2. The sanctions framework has been carefully assembled over many years, and no sanctions rollback should take place until Iran agrees to a comprehensive nuclear agreement with measurable milestones.
3. A comprehensive nuclear agreement is by far the preferred outcome. If prior to a final agreement on a comprehensive nuclear accord the United States, its allies, and Iran agree to an interim agreement that substantially limits Iran’s current nuclear program, the United States and its allies may consider specific and individual transactional waivers of sanctioned/prohibited activity. Any such interim agreement should include a time limit on the final negotiation of a comprehensive agreement and automatic reimposition of sanctions on such transactions if one is not reached within that time.
4. Iran’s new president should have 100 days from his election to take substantial and concrete actions to resolve concerns about Iran’s nuclear program. In the absence of such action, the United States and its allies should move to impose new sanctions to be implemented after Jan. 1, 2014. Subsequently, Iran should face ever increasing and new sanctions as diplomacy continues.

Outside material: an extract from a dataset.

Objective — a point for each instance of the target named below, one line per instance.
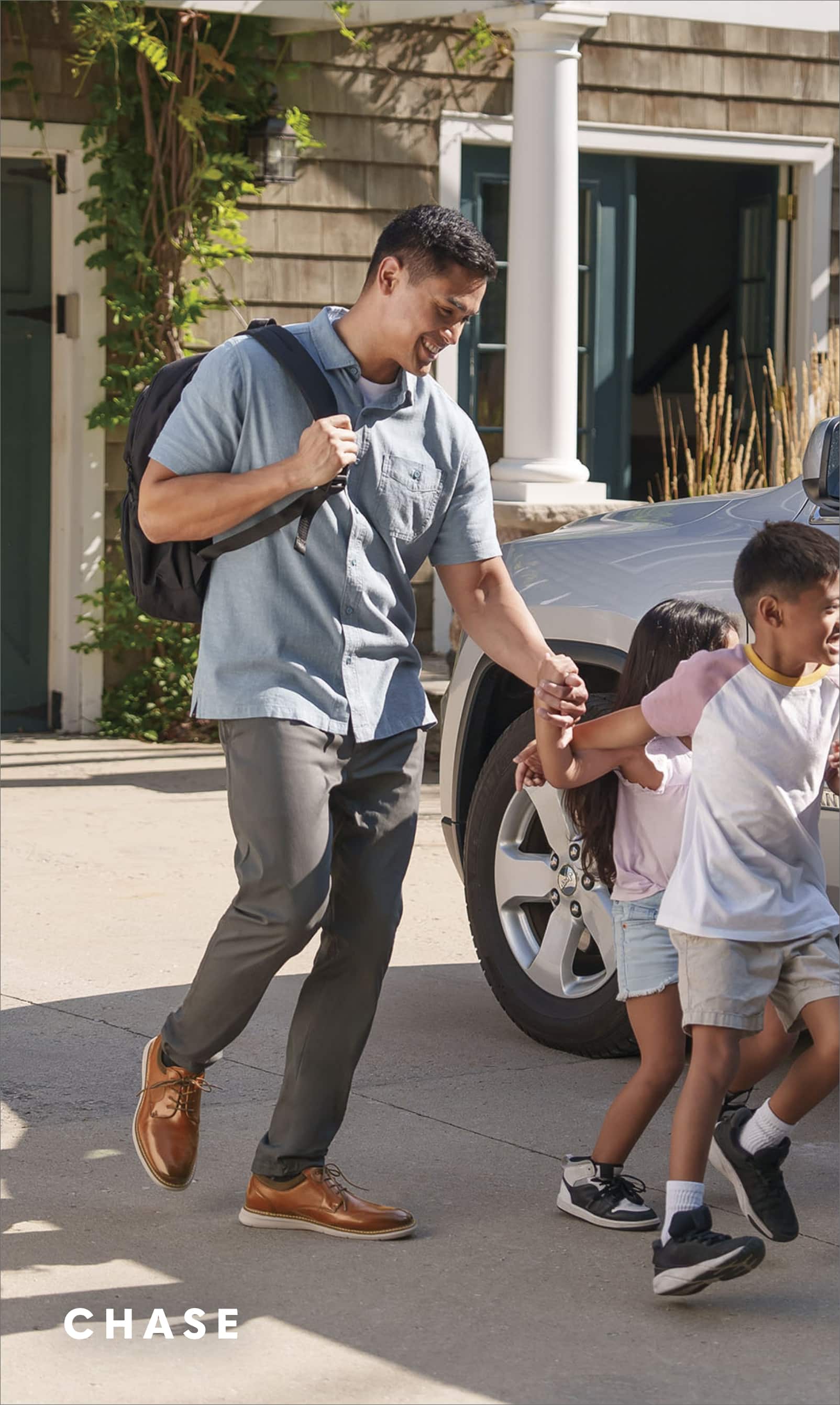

5. If Iran complies with its international obligations and restores confidence in the exclusively peaceful nature of its nuclear program, including the suspension of its enrichment and reprocessing-related activities for a substantial period (i.e. several years), the United States and its allies can consider the scale and scope of its nuclear program, including whether Iran is allowed to resume limited enrichment for peaceful purposes.
We believe that sanctions are making a difference, but they must continue to be enhanced if they are to have the desired impact on the regime. Given the historic practice of Iran extending negotiations to buy time and allow further nuclear development, Iran should have a “time-limited” opportunity to reach a nuclear accord without facing additional sanctions, even as diplomatic efforts continue.